Trouble is, it’s also around this time that spending and splurging is unavoidable with Christmas parties, client gifts and staff bonuses clearing out the coffers. How can you ensure your business has a very merry Christmas season, but still manages to avoid a nasty financial hangover?
Fortunately there are some simple things you can do to help see through the festive season and avoid the January blues.
#1 Manage your cashflow
So stating the obvious thing first here. We talk about cashflow a lot here at Robinson & Co but the simple truth is that you can’t plan anything if you don’t have an idea of what’s coming in and out. You need to be proactive in your planning. Cloud accounting software such as Xero gives you an instant snapshot of your incomings and outgoings. We help our clients understand how they are performing towards their targets and to make predictions about the future. Having one eye on the road ahead is the only real way to effectively manage your cashflow.

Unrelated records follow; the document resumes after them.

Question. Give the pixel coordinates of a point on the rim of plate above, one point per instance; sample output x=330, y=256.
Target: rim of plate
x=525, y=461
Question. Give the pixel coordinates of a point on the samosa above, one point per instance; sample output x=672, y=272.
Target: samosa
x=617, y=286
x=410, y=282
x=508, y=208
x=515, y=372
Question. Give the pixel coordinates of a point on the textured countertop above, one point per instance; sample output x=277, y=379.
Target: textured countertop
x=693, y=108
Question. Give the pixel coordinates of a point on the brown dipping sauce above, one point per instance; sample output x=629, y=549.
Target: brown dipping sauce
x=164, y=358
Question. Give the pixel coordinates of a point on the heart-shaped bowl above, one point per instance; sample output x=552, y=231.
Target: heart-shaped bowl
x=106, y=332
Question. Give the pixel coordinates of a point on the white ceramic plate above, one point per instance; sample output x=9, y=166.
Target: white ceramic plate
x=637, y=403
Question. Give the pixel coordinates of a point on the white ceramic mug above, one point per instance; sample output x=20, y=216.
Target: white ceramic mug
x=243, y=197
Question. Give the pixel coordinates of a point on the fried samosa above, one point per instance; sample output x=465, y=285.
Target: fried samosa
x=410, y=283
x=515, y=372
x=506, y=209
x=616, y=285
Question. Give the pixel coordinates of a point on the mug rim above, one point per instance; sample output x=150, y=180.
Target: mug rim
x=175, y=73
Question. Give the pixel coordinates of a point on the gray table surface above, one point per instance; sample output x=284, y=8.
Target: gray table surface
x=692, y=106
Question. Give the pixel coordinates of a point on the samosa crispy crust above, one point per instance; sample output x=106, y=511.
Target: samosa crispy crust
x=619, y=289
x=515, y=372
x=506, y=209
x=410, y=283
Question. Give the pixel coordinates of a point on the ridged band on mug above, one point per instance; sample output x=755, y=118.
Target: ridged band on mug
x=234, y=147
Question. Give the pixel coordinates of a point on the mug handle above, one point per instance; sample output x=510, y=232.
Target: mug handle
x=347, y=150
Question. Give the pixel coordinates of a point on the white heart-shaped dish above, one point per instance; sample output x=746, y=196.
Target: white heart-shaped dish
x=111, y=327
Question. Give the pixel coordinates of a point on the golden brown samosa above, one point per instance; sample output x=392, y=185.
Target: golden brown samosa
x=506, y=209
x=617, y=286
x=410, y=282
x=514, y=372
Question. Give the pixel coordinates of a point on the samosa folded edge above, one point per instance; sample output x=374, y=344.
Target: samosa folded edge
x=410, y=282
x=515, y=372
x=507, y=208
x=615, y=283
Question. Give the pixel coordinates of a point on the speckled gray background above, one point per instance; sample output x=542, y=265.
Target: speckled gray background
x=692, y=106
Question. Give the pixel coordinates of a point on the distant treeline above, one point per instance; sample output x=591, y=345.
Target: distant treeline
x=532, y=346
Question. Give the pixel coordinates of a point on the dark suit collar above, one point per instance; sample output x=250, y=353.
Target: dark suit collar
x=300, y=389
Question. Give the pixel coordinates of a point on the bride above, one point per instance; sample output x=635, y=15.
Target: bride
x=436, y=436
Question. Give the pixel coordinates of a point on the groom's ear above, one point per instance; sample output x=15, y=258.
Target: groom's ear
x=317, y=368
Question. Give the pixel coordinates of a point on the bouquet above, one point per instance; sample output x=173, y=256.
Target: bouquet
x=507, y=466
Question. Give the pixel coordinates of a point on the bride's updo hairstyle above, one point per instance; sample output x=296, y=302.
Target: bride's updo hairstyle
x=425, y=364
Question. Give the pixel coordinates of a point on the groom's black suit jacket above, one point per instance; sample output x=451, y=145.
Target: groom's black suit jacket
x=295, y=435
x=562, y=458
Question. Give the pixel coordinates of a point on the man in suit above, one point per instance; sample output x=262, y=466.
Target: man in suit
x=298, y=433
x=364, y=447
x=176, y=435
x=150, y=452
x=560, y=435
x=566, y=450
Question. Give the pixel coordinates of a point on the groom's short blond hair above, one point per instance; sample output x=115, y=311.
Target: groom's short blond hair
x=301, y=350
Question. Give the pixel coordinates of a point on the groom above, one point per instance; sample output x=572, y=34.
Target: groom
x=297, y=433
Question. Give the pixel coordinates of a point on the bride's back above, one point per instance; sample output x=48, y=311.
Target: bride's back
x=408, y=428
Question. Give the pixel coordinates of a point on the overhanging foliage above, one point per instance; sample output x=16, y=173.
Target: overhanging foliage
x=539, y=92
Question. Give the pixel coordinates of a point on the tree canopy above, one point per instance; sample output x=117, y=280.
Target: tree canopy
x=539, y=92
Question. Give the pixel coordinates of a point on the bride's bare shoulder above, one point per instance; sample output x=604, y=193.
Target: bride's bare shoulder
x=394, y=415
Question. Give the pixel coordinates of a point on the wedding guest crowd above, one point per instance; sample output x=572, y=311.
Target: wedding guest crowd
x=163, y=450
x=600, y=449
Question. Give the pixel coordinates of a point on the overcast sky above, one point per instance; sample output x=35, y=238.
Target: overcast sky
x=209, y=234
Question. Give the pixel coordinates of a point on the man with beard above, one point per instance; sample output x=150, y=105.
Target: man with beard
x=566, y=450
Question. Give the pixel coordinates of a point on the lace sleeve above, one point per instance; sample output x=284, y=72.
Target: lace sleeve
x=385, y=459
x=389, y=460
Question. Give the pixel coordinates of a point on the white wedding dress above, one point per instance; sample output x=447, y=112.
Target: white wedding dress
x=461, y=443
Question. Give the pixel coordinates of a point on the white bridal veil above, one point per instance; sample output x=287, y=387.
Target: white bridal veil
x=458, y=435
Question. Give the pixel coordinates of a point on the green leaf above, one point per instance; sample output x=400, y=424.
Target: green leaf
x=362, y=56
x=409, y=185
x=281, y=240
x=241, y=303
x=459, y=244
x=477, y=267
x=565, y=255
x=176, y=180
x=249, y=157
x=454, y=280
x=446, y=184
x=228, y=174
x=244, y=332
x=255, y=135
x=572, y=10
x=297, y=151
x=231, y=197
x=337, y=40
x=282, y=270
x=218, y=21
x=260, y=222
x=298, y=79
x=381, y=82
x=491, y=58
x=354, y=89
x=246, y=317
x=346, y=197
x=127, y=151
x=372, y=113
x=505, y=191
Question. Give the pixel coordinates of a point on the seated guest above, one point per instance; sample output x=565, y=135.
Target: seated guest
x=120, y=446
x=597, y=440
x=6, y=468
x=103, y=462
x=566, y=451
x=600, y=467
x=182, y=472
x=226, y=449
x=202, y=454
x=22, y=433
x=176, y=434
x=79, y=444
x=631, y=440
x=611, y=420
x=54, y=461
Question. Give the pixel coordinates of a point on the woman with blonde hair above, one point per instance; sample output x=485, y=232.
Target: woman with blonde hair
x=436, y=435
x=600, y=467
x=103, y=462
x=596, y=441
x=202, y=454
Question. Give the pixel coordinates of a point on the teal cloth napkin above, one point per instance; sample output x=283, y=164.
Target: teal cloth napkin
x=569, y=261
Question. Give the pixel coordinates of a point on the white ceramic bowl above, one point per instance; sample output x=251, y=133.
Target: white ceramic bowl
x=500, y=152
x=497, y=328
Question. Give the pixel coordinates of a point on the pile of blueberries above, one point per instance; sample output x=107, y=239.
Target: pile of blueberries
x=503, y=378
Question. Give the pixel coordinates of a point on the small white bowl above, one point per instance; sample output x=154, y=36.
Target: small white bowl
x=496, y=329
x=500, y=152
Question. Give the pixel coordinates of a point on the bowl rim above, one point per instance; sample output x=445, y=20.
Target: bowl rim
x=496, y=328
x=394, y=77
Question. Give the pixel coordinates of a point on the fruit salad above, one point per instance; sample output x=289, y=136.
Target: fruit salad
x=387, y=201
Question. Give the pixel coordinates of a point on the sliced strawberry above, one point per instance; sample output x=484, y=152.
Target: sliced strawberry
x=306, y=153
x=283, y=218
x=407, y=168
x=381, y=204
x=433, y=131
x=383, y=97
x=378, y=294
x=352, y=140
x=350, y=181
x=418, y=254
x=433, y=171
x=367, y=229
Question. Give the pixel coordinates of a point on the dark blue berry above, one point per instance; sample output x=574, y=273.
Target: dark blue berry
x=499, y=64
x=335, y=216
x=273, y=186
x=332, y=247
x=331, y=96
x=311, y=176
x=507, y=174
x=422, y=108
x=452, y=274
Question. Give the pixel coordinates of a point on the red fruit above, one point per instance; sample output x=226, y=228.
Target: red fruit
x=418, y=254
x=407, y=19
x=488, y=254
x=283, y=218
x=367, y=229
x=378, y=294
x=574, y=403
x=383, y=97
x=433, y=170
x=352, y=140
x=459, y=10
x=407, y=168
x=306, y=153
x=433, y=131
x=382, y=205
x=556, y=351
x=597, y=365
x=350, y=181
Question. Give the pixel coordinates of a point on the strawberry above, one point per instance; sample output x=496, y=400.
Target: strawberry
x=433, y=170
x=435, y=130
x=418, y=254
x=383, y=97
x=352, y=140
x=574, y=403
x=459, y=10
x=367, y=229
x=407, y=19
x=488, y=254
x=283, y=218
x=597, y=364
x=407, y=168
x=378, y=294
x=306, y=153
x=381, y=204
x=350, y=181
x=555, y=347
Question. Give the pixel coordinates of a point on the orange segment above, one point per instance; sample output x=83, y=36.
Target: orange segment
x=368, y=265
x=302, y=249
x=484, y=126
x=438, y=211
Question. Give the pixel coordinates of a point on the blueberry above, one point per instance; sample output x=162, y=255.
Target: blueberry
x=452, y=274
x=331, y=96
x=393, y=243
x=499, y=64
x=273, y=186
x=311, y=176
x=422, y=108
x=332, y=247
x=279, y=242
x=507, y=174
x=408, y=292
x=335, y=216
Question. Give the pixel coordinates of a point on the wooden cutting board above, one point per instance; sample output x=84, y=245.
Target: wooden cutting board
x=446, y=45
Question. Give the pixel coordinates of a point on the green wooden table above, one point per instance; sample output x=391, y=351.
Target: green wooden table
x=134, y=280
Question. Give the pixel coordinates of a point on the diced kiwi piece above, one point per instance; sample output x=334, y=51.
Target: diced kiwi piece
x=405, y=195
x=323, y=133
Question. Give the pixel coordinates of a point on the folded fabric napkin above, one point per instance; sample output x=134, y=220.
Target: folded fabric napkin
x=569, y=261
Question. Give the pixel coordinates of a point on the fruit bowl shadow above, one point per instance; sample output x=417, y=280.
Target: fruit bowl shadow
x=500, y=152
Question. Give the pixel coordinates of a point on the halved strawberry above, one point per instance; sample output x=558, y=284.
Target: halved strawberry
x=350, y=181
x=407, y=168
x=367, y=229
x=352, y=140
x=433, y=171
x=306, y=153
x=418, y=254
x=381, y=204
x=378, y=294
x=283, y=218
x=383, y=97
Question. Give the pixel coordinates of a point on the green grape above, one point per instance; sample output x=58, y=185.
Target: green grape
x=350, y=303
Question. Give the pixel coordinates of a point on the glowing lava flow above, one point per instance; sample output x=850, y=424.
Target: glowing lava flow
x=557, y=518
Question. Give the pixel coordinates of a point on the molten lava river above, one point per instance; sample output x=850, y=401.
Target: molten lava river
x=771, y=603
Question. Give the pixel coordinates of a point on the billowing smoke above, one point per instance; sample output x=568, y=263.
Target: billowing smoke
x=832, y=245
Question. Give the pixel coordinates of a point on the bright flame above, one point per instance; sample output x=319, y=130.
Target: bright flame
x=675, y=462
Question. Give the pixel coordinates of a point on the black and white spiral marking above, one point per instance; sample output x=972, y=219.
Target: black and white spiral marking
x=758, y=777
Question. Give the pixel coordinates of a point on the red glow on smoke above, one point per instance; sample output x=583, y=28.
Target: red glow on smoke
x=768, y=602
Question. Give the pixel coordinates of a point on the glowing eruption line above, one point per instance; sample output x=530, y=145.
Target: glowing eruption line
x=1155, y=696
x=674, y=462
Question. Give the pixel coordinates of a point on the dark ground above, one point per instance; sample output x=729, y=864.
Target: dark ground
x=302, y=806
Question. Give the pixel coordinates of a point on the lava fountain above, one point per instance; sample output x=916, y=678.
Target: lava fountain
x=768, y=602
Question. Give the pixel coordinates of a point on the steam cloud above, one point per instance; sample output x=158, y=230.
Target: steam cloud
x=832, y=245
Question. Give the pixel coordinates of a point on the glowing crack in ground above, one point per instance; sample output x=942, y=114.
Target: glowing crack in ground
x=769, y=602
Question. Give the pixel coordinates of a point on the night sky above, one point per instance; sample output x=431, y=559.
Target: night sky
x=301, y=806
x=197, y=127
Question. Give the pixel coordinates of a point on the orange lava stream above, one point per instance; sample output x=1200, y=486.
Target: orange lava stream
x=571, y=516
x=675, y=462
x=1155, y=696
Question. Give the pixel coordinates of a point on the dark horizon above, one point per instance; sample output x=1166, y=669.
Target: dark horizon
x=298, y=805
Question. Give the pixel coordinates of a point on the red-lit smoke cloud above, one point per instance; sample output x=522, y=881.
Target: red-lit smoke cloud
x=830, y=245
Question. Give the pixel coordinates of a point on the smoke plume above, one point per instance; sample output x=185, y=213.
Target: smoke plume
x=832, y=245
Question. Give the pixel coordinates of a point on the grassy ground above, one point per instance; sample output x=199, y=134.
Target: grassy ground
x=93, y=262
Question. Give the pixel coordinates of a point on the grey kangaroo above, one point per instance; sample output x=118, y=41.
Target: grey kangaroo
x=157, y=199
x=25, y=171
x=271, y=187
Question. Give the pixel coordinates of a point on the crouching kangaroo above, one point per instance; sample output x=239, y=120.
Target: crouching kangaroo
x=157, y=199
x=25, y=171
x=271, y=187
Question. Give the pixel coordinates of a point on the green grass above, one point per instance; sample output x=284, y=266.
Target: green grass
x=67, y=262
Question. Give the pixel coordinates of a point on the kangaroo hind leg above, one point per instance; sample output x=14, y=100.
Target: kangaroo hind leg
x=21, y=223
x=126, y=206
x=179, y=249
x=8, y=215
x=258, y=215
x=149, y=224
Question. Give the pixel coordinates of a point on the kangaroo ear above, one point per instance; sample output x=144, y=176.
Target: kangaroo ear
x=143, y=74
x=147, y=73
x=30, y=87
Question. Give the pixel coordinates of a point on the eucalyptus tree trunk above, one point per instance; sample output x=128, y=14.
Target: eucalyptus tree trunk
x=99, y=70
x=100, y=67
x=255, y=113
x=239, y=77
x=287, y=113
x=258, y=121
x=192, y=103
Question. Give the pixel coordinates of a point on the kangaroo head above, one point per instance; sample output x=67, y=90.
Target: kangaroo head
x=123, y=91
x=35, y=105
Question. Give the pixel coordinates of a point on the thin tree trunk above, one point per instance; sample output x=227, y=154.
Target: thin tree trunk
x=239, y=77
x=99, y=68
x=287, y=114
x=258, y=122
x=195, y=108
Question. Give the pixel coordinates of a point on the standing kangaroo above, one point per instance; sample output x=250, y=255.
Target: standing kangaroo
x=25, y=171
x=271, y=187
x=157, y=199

#2 Be proactive with your invoicing
Issue your invoices as soon as jobs are completed, rather than at the end of the month if that is how you usually manage your billing. This will help get the payment process underway sooner. Rather than running the risk of any invoices getting caught up in the Christmas post, email them. This way you can be certain that your client is going to receive it. With Xero, your client is sent a clickable link to their invoice; this allows you to see whether your invoice has been opened by the client or not so you can send them a reminder email if necessary. Consider moving your regular clients onto Direct Debit – something you can also do through Xero with 3rd party plugins like GoCardless.
#3 Chase late payments
Now is the time to give your debtors a cheery Christmas nudge. Consider making contact a few days before the due date to ensure that they have received your invoice and are ready to process the payment. If you find that you’re too busy getting projects wrapped up before the end of the year, consider outsourcing this job. If you have any significantly overdue invoices with clients you don’t wish to work with again, consider an invoice factoring service.
Encourage direct bank transfers to your bank account by including this information on your invoice. If possible, consider introducing a late payment penalty to encourage on-time payments.